Adaptivity for Regularized Kernel Methods by Lepskii's Principle
This work addresses the challenge of parameter selection in kernel methods for researchers and practitioners, offering an incremental improvement by adapting an existing principle to achieve optimality with theoretical guarantees.
The paper tackles the problem of adaptively choosing the regularization parameter in RKHS regression without prior knowledge of the regression function's structure, showing that a modified Lepskii Principle achieves minimax optimal adaptivity up to a log-log factor. It also demonstrates that balancing in the L² norm automatically yields optimal results in stronger norms, a convenience not proven for other methods like Hold-Out.

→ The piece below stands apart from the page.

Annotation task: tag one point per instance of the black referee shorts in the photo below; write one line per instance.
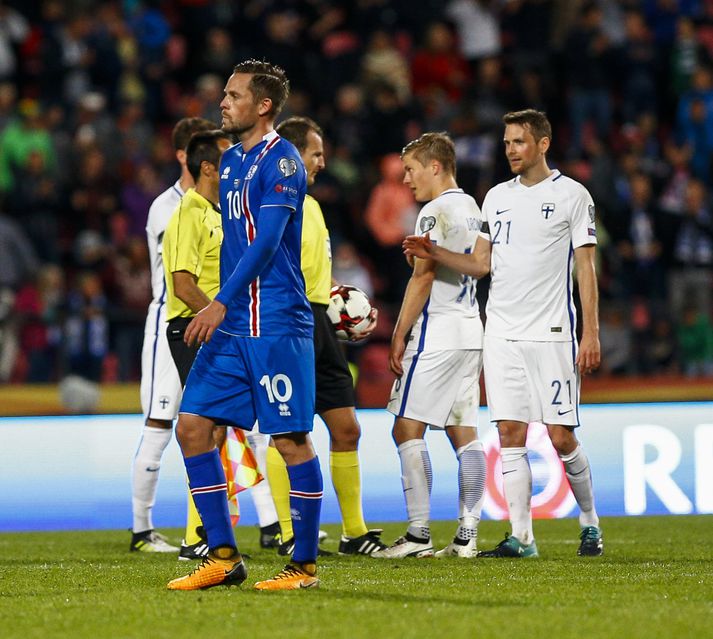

We address the problem of {\it adaptivity} in the framework of reproducing kernel Hilbert space (RKHS) regression. More precisely, we analyze estimators arising from a linear regularization scheme $g_\lam$. In practical applications, an important task is to choose the regularization parameter $\lam$ appropriately, i.e. based only on the given data and independently on unknown structural assumptions on the regression function. An attractive approach avoiding data-splitting is the {\it Lepskii Principle} (LP), also known as the {\it Balancing Principle} is this setting. We show that a modified parameter choice based on (LP) is minimax optimal adaptive, up to $\log\log(n)$. A convenient result is the fact that balancing in $L^2(ν)-$ norm, which is easiest, automatically gives optimal balancing in all stronger norms, interpolating between $L^2(ν)$ and the RKHS. An analogous result is open for other classical approaches to data dependent choices of the regularization parameter, e.g. for Hold-Out.